Pourtant j'apprécie avec une certaine jubilation le style de Pasolini et le parti pris réaliste et poétique de figurer un Moyen-Age coloré, naturel, suintant, sentant, dégoulinant de vie et de mort. Le cinéaste parvient à créer un objet très étrange, à la fois plongé dans un quotidien où les personnages sont la preuve physique de la fidélité à une certaine réalité historique -les pauvres sont édentés, pouilleux, les nobles affichent de magnifiques habits et de belles dents, le Moyen-Age est une période à la variété sociale très chromatique- et dans le même temps il ancre volontiers ses personnages dans des décors réels, superbes et les encadre de façon picturale afin de relier son film à toute l'histoire de l'art (peinture, sculpture, architecture, littérature et musique). En somme, il fonde son hommage à l'art médiéval sur un canevas ultra-réaliste, ce qui donne un film étonnant, très intense, où sous des airs de gaîté et d'insouciance éclatent des bulles d'angoisse existentielle.

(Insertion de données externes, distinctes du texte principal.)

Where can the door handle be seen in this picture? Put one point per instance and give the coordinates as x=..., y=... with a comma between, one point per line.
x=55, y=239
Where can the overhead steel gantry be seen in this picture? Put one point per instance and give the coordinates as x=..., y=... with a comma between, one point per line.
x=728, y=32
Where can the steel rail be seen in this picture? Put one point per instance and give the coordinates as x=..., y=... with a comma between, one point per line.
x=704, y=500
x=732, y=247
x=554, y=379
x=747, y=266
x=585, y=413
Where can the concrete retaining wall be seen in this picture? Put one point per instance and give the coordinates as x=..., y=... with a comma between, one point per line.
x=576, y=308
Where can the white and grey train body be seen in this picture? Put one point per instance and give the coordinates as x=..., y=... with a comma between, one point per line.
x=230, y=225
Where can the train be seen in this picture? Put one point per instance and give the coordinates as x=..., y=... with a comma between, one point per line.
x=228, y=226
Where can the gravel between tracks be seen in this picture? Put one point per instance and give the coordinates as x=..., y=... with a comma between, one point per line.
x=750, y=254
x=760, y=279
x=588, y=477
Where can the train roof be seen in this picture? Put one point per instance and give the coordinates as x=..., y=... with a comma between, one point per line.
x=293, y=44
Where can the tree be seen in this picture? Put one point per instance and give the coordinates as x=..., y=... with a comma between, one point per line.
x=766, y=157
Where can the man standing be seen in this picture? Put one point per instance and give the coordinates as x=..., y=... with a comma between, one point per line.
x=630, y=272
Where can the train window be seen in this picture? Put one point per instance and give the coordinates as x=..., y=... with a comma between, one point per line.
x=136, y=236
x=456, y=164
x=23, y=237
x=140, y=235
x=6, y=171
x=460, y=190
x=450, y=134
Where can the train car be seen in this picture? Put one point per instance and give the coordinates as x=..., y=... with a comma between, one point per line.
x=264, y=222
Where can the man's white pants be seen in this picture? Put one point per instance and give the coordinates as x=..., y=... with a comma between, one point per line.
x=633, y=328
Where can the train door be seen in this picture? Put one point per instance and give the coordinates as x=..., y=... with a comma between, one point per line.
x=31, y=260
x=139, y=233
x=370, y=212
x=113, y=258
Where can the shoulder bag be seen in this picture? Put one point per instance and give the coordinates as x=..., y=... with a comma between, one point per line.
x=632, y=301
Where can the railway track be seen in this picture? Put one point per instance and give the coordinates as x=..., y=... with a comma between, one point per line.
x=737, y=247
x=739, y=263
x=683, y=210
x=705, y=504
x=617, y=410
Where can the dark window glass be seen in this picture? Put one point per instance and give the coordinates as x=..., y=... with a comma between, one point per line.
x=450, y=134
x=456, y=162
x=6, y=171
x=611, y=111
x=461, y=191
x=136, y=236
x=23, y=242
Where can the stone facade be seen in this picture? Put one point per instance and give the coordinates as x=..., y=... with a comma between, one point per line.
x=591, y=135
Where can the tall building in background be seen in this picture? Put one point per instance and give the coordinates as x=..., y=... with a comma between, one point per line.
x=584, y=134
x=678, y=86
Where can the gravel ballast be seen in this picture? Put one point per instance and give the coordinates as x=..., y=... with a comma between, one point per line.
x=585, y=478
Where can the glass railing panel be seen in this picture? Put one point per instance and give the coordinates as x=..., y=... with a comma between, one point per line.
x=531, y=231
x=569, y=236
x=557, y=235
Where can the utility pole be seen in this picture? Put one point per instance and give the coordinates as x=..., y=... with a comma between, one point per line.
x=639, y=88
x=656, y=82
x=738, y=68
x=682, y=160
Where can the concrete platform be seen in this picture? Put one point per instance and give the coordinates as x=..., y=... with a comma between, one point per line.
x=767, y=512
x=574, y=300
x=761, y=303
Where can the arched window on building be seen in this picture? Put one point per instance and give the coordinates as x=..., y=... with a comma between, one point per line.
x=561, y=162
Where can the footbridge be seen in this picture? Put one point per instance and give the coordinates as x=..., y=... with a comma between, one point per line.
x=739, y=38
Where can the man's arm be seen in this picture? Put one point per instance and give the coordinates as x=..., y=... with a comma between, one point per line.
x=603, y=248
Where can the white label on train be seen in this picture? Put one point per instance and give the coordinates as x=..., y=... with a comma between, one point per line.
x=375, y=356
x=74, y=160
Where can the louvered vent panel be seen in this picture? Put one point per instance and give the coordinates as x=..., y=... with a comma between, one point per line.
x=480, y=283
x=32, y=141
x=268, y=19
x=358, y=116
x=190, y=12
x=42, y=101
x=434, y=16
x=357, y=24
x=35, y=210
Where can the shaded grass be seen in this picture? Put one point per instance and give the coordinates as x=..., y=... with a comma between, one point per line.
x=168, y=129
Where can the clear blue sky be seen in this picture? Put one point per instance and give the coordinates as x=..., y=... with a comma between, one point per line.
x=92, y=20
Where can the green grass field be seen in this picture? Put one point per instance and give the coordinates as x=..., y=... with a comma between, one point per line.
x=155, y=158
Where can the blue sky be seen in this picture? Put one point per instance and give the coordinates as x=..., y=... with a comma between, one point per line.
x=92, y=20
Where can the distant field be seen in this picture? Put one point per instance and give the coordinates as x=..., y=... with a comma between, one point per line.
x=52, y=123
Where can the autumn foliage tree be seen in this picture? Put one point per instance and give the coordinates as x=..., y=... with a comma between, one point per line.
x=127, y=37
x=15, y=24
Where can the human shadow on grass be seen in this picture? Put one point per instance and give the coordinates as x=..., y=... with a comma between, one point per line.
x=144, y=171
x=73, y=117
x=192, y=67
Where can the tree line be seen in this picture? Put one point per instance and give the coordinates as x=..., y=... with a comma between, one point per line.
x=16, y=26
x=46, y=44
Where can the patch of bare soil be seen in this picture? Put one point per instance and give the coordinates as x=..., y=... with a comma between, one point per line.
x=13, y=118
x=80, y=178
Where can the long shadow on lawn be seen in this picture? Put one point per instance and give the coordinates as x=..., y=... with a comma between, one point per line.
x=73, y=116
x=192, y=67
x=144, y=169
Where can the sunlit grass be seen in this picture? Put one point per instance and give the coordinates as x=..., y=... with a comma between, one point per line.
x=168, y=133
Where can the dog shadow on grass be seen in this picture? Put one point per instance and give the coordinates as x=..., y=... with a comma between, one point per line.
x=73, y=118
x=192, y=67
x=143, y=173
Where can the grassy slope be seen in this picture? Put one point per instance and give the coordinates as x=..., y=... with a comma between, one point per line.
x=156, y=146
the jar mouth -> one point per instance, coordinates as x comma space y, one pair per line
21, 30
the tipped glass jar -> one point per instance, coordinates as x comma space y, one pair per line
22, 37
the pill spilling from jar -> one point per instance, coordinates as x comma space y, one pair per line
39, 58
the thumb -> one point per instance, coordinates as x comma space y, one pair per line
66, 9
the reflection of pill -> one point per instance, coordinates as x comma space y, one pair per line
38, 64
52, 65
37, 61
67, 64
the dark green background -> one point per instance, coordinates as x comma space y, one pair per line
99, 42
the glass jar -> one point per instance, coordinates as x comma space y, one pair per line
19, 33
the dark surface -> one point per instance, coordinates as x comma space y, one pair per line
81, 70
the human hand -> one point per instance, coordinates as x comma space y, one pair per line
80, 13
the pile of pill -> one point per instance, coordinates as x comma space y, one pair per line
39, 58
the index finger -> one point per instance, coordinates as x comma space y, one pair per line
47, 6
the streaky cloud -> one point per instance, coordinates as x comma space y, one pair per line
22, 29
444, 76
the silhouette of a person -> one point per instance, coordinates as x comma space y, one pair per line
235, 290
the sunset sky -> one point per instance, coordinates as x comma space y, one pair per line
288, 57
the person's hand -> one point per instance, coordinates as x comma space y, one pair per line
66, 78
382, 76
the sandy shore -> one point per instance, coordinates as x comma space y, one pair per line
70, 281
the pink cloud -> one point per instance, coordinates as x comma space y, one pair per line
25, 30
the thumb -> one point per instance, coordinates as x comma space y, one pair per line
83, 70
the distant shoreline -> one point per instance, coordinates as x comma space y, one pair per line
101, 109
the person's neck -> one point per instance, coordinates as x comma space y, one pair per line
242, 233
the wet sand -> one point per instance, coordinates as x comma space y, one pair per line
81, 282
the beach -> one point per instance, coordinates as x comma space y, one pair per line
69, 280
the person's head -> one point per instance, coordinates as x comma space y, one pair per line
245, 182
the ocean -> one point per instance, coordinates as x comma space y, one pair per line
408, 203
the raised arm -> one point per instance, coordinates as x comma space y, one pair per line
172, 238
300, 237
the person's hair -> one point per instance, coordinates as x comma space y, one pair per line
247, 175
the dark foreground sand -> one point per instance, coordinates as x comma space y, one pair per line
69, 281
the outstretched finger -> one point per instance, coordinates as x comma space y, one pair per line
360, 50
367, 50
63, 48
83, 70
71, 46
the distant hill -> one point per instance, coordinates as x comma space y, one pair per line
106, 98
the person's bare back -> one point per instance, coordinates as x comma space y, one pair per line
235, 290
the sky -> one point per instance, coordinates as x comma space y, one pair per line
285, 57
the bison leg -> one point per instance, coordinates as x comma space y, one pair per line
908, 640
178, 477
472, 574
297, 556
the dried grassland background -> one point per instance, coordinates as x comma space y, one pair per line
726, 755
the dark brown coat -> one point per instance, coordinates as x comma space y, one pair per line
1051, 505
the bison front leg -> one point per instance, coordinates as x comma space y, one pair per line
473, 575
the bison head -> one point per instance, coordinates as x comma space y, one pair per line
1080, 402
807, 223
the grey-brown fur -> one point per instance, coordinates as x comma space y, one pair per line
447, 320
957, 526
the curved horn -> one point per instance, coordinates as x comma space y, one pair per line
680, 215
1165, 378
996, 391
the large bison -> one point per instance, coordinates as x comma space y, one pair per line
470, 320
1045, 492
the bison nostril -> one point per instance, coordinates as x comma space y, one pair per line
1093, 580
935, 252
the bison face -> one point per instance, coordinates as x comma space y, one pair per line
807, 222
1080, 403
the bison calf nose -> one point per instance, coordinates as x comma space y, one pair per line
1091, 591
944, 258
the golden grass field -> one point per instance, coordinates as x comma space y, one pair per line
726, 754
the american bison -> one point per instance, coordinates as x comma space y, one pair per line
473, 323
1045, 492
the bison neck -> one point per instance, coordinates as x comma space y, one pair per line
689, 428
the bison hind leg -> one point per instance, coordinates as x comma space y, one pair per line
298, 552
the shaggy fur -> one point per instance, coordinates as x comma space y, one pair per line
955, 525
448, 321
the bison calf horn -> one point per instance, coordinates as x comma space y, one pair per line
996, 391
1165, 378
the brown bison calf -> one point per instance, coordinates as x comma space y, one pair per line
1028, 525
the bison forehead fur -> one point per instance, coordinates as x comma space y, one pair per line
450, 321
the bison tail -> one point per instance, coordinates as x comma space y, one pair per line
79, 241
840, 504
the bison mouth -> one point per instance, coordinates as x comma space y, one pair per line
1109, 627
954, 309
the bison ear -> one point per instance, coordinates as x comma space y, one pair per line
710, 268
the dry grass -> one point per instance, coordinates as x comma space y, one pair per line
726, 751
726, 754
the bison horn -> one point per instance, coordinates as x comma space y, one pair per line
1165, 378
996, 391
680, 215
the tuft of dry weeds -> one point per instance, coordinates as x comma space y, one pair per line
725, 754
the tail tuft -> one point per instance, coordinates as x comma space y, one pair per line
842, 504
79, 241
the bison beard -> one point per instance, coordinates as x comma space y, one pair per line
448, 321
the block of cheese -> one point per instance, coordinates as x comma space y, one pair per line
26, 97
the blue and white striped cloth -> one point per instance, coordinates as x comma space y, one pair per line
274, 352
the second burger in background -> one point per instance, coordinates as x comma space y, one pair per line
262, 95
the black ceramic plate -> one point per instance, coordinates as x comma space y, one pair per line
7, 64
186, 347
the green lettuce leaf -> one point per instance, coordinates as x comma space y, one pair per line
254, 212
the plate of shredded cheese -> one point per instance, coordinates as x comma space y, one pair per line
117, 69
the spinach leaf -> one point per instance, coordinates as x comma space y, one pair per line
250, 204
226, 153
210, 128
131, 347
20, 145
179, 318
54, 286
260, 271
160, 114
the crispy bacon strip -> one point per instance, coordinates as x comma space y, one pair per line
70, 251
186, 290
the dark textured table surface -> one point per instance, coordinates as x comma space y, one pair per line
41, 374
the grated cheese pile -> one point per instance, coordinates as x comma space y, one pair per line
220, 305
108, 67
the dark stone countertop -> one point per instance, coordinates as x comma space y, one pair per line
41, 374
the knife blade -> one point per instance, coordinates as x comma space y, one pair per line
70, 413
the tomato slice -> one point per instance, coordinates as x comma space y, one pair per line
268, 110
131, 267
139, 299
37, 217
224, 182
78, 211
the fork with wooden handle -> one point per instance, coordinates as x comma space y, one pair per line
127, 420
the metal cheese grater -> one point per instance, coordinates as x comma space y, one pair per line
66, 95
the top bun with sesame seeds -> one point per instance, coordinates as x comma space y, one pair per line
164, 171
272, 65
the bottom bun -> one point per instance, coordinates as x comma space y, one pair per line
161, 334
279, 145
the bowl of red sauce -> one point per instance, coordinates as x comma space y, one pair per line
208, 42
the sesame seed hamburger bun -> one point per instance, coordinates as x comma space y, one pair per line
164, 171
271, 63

Du Décaméron de Boccace résident sans doute un dynamisme originel du récit ainsi que sa cruelle gaîté. L'aspect "scketch" du film n'est pas gênant, tant Pasolini réussit à donner une belle unité à l'ensemble. Eros et Thanatos sont ici sur le même bateau, à la proue, chantent de concert la même louange : les contes de la vie et de la mort.
Pour bien entrer dans cette histoire, il convient avant tout de ne pas être rétif à la mise en scène très particulière de Pasolini : sa direction d'acteurs est pour le moins originale et d'aucuns la qualifieraient aisément d'inexistante. C'est en effet l'impression qu'elle peut donner à voir. La post-synchronisation -technique habituelle dans le ciné italien- met l'accent sur ce décalage entre le fait et le dit. Les comédiens pour la plupart amateurs rendent leur mise en scène comme erratique. Mais à l'instar de nombreux autres cinéastes, je trouve à ce procédé artistique un charme certain. Sans doute faut-il y voir le fait souligné plus haut : que les acteurs représentent plutôt des figures peintes sur un tableau que des personnages libres de leurs actes et de leurs destinées. J'ai le sentiment que Pasolini en prenant appui sur le Décaméron interroge l'éternelle question du libre-arbitre, métaphysique qui semble habiter toute la filmographie du cinéaste italien.